At this point, Madeline's younger brother (Issac) stepped up, and after eyeing Westley asked, "Are you his mommy?"

I laughed. Sometimes I wonder, too.  "Yes, I'm his mommy."

Then he asked how old I was. His dad interjected, "Someday you'll learn that that's not polite--"

"Oh, it's all right," I cut him off, smiling, not minding at all.  "I'm 26."  

And it suddenly sounded so young.  

I've been mourning turning 26 for four months now. I know that I'm still supposed to be immune to birthday resentment, but I'm not where I thought I would be in life four years out of college. I feel like I've passed through the protective gates of 25, out of the promise of my early-mid twenties and into my late twenties. Slouching towards 30.

Hearing a confident little girl joyfully declare that she was three-and-a-half took me back to a time when we celebrated each fraction of a year for ourselves. Each birthday was such a big, exciting deal that we sang "happy half-birthday to to you" six months out just to acknowledge that you were blank-and-a-half. That half was worth something.

While I always happily celebrated half-birthdays (we had actual half-birthday parties in my family, with cake and presents), I was never one of the kids to strive for age. I always wanted to be more grown-up, but never older. I didn't like being among the oldest in my class. I think I somehow understood that is was more impressive, more noteworthy to accomplish things at a younger age. I was very pleased (though a little confused) when, as a third-grader, I won an art contest in the "fourth grade" category. My drawing had been entered incorrectly by someone on the administrative end of things, probably because I was in a grades 3-4 split class at the time.  But it still seemed like an achievement.

So now I'm in my early late-twenties--or my late mid-twenties--and I'm not sure what I've accomplished.
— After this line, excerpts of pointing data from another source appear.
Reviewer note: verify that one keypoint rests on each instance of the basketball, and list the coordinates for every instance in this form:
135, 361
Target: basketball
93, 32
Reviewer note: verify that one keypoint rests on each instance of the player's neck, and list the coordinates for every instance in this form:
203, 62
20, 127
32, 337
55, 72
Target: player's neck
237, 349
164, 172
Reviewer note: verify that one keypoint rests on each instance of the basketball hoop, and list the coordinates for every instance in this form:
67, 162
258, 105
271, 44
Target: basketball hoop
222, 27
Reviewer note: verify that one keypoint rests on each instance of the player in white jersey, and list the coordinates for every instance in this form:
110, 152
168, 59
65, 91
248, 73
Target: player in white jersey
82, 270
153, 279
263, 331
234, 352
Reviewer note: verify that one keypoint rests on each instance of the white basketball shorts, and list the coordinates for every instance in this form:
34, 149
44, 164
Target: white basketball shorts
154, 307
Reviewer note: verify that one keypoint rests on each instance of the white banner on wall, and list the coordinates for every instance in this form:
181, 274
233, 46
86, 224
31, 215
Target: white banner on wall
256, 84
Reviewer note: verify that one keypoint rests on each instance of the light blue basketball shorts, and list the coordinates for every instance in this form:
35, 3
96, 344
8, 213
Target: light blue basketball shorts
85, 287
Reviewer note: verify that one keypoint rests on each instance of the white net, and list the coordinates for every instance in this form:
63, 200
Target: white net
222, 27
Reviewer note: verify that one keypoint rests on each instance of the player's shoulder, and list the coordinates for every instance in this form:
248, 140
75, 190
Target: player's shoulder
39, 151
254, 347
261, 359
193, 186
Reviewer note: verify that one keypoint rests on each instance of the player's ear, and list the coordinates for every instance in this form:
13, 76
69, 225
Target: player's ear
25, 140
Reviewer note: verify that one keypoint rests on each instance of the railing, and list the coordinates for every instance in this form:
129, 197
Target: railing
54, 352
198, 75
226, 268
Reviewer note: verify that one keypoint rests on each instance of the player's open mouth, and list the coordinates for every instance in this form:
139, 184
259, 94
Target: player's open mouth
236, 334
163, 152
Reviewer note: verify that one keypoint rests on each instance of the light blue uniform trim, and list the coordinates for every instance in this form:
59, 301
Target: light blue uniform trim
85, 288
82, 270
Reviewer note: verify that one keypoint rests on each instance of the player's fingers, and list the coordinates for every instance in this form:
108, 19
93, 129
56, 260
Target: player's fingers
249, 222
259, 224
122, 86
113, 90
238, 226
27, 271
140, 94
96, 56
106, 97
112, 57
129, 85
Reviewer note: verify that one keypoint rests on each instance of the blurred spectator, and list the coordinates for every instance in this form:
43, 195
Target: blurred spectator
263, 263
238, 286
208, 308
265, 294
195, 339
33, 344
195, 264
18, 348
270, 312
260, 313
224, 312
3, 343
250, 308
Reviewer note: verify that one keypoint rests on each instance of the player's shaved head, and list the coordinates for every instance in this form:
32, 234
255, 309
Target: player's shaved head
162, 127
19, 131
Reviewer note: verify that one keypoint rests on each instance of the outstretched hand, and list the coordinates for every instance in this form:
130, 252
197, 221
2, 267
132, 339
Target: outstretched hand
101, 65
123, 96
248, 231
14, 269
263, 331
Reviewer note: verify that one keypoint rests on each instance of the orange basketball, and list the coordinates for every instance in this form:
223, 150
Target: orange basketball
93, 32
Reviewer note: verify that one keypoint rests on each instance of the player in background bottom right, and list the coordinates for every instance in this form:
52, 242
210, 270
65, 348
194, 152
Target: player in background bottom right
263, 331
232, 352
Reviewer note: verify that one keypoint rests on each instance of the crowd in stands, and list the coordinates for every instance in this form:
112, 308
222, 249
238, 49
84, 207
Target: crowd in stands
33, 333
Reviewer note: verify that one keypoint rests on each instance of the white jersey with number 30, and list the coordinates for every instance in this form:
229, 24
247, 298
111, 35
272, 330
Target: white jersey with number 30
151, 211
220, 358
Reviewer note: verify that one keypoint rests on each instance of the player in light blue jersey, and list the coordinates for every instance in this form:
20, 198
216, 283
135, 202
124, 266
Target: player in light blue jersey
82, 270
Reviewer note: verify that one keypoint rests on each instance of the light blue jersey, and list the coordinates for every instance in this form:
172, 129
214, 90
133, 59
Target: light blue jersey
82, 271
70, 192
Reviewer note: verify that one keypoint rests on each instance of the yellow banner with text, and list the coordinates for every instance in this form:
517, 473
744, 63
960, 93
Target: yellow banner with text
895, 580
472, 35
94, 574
It certainly doesn't feel like much. I don't even know what I want to be when I grow up, and I have a child, which pretty much qualifies me for grown-up status by default. I have a husband I still like being with on most days, a car that doesn't suck, two cats, no job, a nervous system that sometimes goes nuts on me, and a sweet little boy to take to Tot Gym on Thursday mornings.

"I'm 26," I answered Issac, wondering if he had any concept of how old that actually is, thinking I should have countered, "how old do you think?" instead.

"No!" he said, impishly.  "You're two!"

I grinned. "I'm two?"

"No," he said again, barely containing his laughter. "You're one!"

"I am?!"  My disbelief was too much for him, and he was practically roaring at his own joke now.  "You're way bigger than me!" I told him, and that sent him into fits of uncontrollable giggles.  Laughing, in the shadow of his sister's birthday, delighted to be bigger and older than someone.

So I'm twenty-six-and-a-third, and I can make a preschooler's day.